Fully participating in life without worries about body size.

Weight worries take the F-U-N out of living any time, not the least of which is during the holidays. Instead of focusing on weight, change your focus to feeling good. Key to feeling good is enjoyment. During the holidays, that usually means taking part in our traditions, even if they involve calorie-rich foods and beverages.

Read our “How to Eat Healthy & Enjoy the Holidays” for steps to eating the foods you love in a way that feels well.  Our very popular FitBriefing “Accept Your Wonderful Self” also gives food for thought about how giving up the focus on weight can help us better achieve what we want to make all our days happier.

Using our internal cues to guide us in making the right choices for us.

The extraordinary machine that is the human body didn’t evolve by counting calories, points, steps or whatever modern tools that have been devised to control our eating and exercise. While those tools may work for a few, and for more temporarily, for most of us they don’t work long-term because control as it is commonly thought of often conflicts with what our bodies really need.

That said, today’s world of highly-processed foods, sedentary lifestyles and over-the-top stress can leave our bodies pretty confused about what they need. To get a start on making the right and F-U-N choices for you any time of year, check out our FitBriefing on structured eating. Also read the sidebar on eating healthy during the holildays again; it focuses on how to use our internal cues to eat healthy and still eat what we want.  Then read it again.

Normal eating as the goal.

“Normal eating, like you did before you started to worry about your weight, eating what you want, eating more of the cookies now because they taste so wonderful when they are fresh, or leaving some on the plate because you know you can have some again tomorrow…. “

These words come directly from Ellyn Satter’s pioneering definition of normal eating, which is the basis for making choices that are right for us.
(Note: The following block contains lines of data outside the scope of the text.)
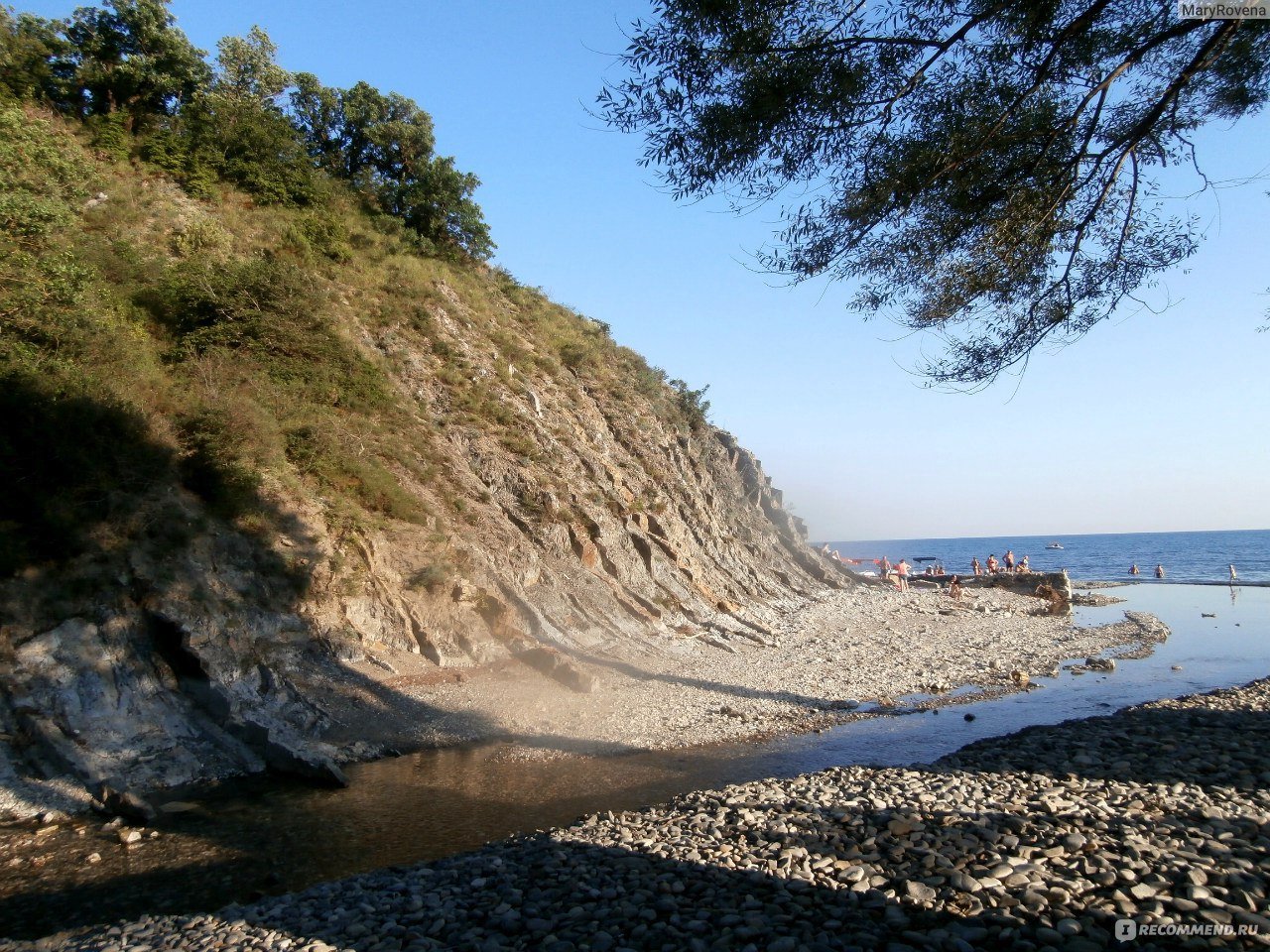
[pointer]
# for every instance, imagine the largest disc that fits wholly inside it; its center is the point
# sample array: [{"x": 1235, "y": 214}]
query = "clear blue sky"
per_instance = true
[{"x": 1155, "y": 421}]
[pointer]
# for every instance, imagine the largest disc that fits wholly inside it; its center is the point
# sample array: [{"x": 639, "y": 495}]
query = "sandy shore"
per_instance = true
[
  {"x": 812, "y": 664},
  {"x": 1155, "y": 819},
  {"x": 862, "y": 647}
]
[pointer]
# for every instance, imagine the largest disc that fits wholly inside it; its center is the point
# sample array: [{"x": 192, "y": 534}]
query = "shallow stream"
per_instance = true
[{"x": 257, "y": 838}]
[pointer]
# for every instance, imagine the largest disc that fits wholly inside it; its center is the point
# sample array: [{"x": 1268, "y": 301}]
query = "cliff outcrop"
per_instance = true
[{"x": 516, "y": 490}]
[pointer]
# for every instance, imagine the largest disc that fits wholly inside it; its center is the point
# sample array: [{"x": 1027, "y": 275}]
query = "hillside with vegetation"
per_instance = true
[{"x": 271, "y": 421}]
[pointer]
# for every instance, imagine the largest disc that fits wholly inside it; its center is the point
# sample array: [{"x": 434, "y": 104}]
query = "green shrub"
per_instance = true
[
  {"x": 71, "y": 465},
  {"x": 216, "y": 463}
]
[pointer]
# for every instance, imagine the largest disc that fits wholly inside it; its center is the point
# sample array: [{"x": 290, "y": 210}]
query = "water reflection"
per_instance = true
[{"x": 266, "y": 837}]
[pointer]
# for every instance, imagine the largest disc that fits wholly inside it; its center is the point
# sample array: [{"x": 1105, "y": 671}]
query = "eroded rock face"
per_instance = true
[{"x": 163, "y": 661}]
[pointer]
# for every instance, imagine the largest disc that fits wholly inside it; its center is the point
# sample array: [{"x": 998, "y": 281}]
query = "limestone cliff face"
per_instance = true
[{"x": 589, "y": 518}]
Because if we aren’t normal eaters, we get caught up in emotions such as guilt and regret, that take us away from being able to hear our internal cues and decide what’s best and F-U-N for us at any one time.

How to Have F-U-N & Healthy Holidays

F – Forward ho! Set your life switch to GO! Do what makes you happy. Whenever doubts/negative thoughts arise, use the thought-stopping technique to help you get the most out of your holidays.

U – Unlock your potential! Resolve to participate in all the holidays have to offer while taking care of yourself. Replace “can’t have” with “do I want?” and “it’s my choice.” Expand the definition of “want” to include how you feel, whether we’re thinking about what we want to eat, whether we want to exercise or if we just want some me time.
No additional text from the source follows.